In social settings, James was a quiet, guarded guest who would parry a question or sit silent in the midst of conversations. Rather than revealing anything, he listened. James was often seen as passionless, and was accused more than once of neglecting those he claimed to love. His self-imposed isolation extended to romantic involvements, which he declined, and may have led to the betrayal of his closest friend, novelist Constance Fenimore Woolson, whose despondency led her to suicide after James canceled plans to move closer to her.

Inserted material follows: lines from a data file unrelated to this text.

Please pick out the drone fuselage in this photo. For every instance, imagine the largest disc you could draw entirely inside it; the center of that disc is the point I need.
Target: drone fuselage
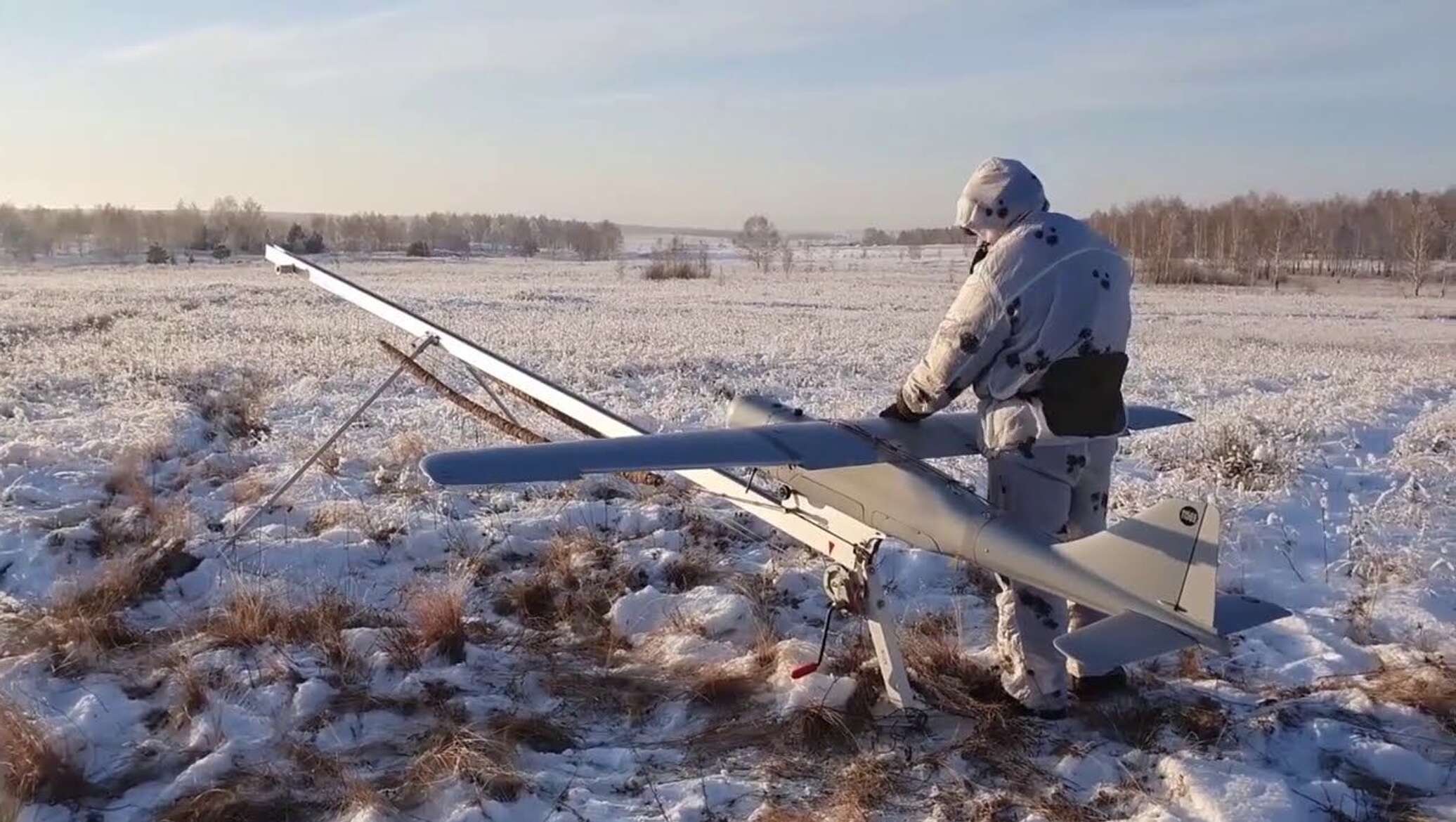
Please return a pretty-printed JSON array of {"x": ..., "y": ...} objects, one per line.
[{"x": 912, "y": 501}]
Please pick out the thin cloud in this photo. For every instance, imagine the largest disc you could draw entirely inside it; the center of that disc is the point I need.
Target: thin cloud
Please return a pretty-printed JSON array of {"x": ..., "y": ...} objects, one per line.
[{"x": 430, "y": 39}]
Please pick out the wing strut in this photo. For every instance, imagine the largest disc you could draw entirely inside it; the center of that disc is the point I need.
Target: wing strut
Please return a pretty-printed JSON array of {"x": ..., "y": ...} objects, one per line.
[{"x": 826, "y": 530}]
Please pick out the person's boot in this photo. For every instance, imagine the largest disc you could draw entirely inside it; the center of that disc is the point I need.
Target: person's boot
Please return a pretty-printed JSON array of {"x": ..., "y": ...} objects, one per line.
[{"x": 1100, "y": 684}]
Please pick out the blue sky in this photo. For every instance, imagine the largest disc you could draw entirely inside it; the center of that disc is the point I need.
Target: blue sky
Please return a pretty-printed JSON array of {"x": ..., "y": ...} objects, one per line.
[{"x": 819, "y": 114}]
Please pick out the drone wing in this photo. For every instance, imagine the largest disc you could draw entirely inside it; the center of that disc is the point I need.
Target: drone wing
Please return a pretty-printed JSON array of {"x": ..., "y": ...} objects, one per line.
[{"x": 812, "y": 444}]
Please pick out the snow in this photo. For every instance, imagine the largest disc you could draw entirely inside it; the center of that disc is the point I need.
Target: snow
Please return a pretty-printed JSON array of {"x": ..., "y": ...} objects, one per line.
[{"x": 1327, "y": 436}]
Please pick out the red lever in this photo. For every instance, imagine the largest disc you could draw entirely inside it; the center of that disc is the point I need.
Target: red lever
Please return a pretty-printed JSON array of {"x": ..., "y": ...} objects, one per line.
[{"x": 813, "y": 667}]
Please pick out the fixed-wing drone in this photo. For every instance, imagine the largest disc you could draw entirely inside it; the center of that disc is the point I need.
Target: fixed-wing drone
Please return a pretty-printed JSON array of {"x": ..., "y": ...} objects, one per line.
[{"x": 845, "y": 485}]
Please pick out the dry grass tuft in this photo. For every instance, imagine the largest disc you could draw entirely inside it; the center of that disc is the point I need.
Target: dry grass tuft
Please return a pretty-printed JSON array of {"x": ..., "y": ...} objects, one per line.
[
  {"x": 1204, "y": 722},
  {"x": 531, "y": 600},
  {"x": 689, "y": 570},
  {"x": 249, "y": 488},
  {"x": 576, "y": 582},
  {"x": 945, "y": 675},
  {"x": 1429, "y": 689},
  {"x": 457, "y": 752},
  {"x": 31, "y": 767},
  {"x": 626, "y": 693},
  {"x": 248, "y": 797},
  {"x": 437, "y": 615},
  {"x": 821, "y": 728},
  {"x": 402, "y": 646},
  {"x": 1242, "y": 457},
  {"x": 862, "y": 788},
  {"x": 1130, "y": 719},
  {"x": 249, "y": 615},
  {"x": 720, "y": 686},
  {"x": 85, "y": 620},
  {"x": 535, "y": 732},
  {"x": 405, "y": 450},
  {"x": 235, "y": 411},
  {"x": 334, "y": 516},
  {"x": 769, "y": 812}
]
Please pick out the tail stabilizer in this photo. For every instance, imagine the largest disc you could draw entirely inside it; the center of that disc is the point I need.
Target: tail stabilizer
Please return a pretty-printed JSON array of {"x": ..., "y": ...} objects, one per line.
[
  {"x": 1120, "y": 641},
  {"x": 1166, "y": 555},
  {"x": 1130, "y": 636}
]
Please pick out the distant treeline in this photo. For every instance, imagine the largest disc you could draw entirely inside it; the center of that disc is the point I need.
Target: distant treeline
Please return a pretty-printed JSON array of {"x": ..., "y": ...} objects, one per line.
[
  {"x": 1268, "y": 236},
  {"x": 914, "y": 237},
  {"x": 119, "y": 230}
]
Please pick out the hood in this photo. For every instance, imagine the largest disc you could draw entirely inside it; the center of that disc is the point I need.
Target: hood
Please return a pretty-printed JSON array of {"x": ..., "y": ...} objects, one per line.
[{"x": 999, "y": 195}]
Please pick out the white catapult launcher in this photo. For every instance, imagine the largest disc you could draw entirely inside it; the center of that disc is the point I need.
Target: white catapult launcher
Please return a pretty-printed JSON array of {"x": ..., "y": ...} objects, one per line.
[{"x": 846, "y": 485}]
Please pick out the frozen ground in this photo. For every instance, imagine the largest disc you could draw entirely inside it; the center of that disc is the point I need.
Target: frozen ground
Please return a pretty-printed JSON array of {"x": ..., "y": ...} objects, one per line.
[{"x": 602, "y": 651}]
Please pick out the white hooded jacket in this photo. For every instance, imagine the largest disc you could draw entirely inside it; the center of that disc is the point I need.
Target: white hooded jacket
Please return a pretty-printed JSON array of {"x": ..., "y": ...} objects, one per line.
[{"x": 1047, "y": 289}]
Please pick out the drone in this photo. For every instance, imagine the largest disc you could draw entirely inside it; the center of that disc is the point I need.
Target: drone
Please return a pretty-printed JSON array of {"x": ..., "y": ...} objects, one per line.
[{"x": 843, "y": 486}]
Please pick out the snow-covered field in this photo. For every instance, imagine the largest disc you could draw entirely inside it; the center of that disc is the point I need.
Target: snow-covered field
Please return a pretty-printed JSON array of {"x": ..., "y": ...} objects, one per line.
[{"x": 603, "y": 651}]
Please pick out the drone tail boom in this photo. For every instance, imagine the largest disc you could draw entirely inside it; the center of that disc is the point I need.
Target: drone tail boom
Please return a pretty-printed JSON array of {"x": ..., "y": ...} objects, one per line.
[{"x": 1169, "y": 555}]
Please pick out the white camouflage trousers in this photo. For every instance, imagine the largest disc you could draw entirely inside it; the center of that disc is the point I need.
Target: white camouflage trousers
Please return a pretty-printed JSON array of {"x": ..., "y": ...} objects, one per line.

Tóibín understands that James guarded his privacy because he lived for his art. He turned down emotional engagement in order to create. He would reimagine conversations the next morning as he began his day of writing. Those who had been with him might find, as they read his books and stories, that he had appropriated with uncanny astuteness the traits and personalities of everyone in the room, intuited their crises and dilemmas, and recast them into fiction.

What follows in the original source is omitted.